1 comment for “Supreme Court Skips Amendment 4, Keeps Catch-22

  1. February 25, 2008 at 10:55 am

    Here is a letter to my congressman (Mike Simpson) about FISA. The government should submit to being sued because of this alleged illegal activity.

    February 22, 2008

    Mike,

    Thank you for sharing your ideas about FISA in your February 19 letter to me.

    You did not answer this question, which I sent to you on February 18: When FISA was found to be inadequate, why did Congress not amend FISA to accomplish the safety that the Protect America Act does, without affecting our right to privacy, as the 4th amendment does

    It is the perception of the people that Congress is bickering about FISA, when the Congress should be fixing FISA.

    Here is one way to fix FISA. The FISA court could issue a temporary permit to monitor email and telephone messages, with the provision that within, say 3 days, Mike McConnell, the National Intelligence Director, would report to the FISA court about what the agency had done. This provides oversight of National Intelligence and protects our 4th amendment rights.

    I also asked you to consider this: If the question of telecom companies doing illegal searches while following government orders is an issue, then the government is just as liable for the illegal activity as the telecommunication companies are. The Congress could conclude that the Protect America Act is illegal and could submit to being sued because of this illegal activity.
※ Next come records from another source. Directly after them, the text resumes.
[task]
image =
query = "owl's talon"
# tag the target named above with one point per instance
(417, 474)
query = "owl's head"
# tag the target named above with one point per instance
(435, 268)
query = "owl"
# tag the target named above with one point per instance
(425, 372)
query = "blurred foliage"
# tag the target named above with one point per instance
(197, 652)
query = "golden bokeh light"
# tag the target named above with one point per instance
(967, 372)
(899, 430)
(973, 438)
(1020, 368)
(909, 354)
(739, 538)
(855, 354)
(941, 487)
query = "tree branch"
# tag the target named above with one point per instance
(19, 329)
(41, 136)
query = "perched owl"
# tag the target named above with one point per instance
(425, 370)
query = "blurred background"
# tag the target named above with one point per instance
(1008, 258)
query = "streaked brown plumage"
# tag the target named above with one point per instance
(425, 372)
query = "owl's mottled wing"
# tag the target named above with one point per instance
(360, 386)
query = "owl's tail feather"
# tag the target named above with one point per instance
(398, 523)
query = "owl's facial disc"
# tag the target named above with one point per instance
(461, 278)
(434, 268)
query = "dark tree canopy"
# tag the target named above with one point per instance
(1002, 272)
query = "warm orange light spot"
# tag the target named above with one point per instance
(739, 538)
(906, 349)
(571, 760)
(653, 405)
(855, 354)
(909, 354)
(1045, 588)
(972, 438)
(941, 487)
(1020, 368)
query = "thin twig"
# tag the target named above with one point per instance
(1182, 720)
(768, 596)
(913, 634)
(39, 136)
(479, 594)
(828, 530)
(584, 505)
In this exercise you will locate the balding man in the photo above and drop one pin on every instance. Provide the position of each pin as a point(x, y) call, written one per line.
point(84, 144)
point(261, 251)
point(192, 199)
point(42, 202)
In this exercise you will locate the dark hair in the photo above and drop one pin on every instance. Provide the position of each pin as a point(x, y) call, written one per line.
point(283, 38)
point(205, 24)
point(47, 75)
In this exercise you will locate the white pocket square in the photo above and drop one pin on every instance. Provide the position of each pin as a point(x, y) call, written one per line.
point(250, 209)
    For the Congress to insist on protection of telecommunication companies, as Mike McConnell has explained, so that the companies will continue to work with National Intelligence, is simply a political argument. The people are aware of the lobbying of the telecommunication companies. The people think that is why the Congress is protecting the companies. The government is trying to absolve itself of liability because of the alleged illegal parts of the Protect America Act by protecting the telecommunication companies. Both the government (Congress and/or the President) and the telecommunication companies should submit to being sued for these alleged illegal activities.

    If the Protect America Act were in force when Martin Luther King was organizing marches, those marches may never have occurred.

    The people do not trust their legislators. The disapproval of congress by the people has been about 70% for more than a year. Transparency in legislative activities can restore the trust of the people. The Congress does not have the trust of the people now.

    Thank you for considering my ideas. Neither Larry Craig nor Mike Crapo do. I rely on you to help restore democracy.